We went to the Safeway, got a couple of 40s of Mickey’s and cracked them there in the parking lot.

“Quite a ride you got here,” said my passenger.

“Yup. You wanna buy it?”

“How much?”

“I don’t know, fifteen bucks?”

“Is it hot?”

“Sir, I’m not going to insult your intelligence by responding to that question, though it seems you have no qualms about insulting mine. I was only kidding about selling it. There’s a little thing called the Postman’s Creed, ever heard of it? Rain, snow, gloom and doom — all that shit? The mail must go through, my man.”

He looked at me critically, chuckled softly and said, “You ain’t no mailman.”

“Bite your tongue, fool. The USPS wears many hats. You ever think about what a big job it is, getting all that mail delivered?
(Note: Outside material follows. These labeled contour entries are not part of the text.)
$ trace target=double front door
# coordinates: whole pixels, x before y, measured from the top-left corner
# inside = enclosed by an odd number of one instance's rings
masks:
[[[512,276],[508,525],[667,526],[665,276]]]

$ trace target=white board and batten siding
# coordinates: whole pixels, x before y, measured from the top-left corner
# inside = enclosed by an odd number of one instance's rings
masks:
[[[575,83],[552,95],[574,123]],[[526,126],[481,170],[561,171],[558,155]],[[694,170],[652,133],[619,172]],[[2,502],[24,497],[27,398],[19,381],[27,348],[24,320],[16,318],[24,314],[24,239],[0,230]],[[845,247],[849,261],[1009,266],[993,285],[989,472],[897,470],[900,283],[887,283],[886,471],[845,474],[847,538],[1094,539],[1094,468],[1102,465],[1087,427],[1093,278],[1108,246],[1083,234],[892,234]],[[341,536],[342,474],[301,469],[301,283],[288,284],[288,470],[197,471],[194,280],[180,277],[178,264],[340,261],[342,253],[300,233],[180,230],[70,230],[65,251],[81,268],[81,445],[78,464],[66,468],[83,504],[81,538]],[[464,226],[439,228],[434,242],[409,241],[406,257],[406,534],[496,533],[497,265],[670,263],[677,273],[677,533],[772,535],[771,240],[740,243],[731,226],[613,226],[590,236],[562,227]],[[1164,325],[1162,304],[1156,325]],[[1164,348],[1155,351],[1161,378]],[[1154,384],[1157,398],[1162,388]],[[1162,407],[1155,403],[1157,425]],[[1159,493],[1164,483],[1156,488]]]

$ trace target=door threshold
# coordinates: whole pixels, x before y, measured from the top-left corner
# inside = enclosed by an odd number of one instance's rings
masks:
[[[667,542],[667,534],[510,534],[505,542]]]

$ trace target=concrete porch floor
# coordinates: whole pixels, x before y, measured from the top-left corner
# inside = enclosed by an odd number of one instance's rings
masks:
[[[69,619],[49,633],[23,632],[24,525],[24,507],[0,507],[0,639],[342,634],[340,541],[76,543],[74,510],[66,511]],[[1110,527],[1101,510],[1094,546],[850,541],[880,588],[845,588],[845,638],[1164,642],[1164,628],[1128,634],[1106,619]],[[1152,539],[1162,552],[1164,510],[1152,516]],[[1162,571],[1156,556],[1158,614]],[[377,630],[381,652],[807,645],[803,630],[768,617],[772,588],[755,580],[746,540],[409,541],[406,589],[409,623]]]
Maybe a drunk guy out of uniform on a Sunday is a part of that.”

In borrowing the jeep it appeared I had also adopted the mailman’s mantle and with it the pride of the Postal Service.

“Yeah, alright,” said my passenger. “See ya, bro.” He walked off toward Gobbi, shaking his head.

I finished my stinger and wheeled back out onto State, feeling rather fine. I knew, in the way that takers of stupid, unnecessary risks sometimes do, that my luck would hold for a little while if I didn’t push it. I drove down to the School Street post office, parked on the side of the building, picked up my guitar and walked off down the street, feeling a little glow at having done the US government a solid favor by returning their vehicle to the maintenance yard. Hell, this may work out as a plus for them, I thought. That garage was certainly negligent in their custodial duties and would probably forgive the repair bill, at the very least.

The State o’ California, for a person of my criminal history, demands, a payment of three years for the crime of auto theft, plus of course the parolee factor and any prison prior enhancements. I don’t know about the federal government, but I assume they take a similarly dim view of the practice. The time I saved on my trek by appropriating the vehicle was roughly one hour. This sort of insane arithmetic – a net gain of 60 minutes, which I would undoubtedly subsequently waste in the normal aimless course of my day, weighed against several years jugged – may make some kind of twisted sense at the age of 20, when you’re definitely going to live forever, but at 50 is inexcusable. In retrospect, of course. Somehow I’m always able to convince myself at the time that not only am I thinking clearly, but doing the best possible thing for all parties involved. The mind is indeed a terrible thing.

On the plus side, I have the rare distinction to be one of the few people without a GS rating to pilot an actively commissioned postal jeep. Under the influence yet. Another qualifying entry on my criminal-nutjob CV!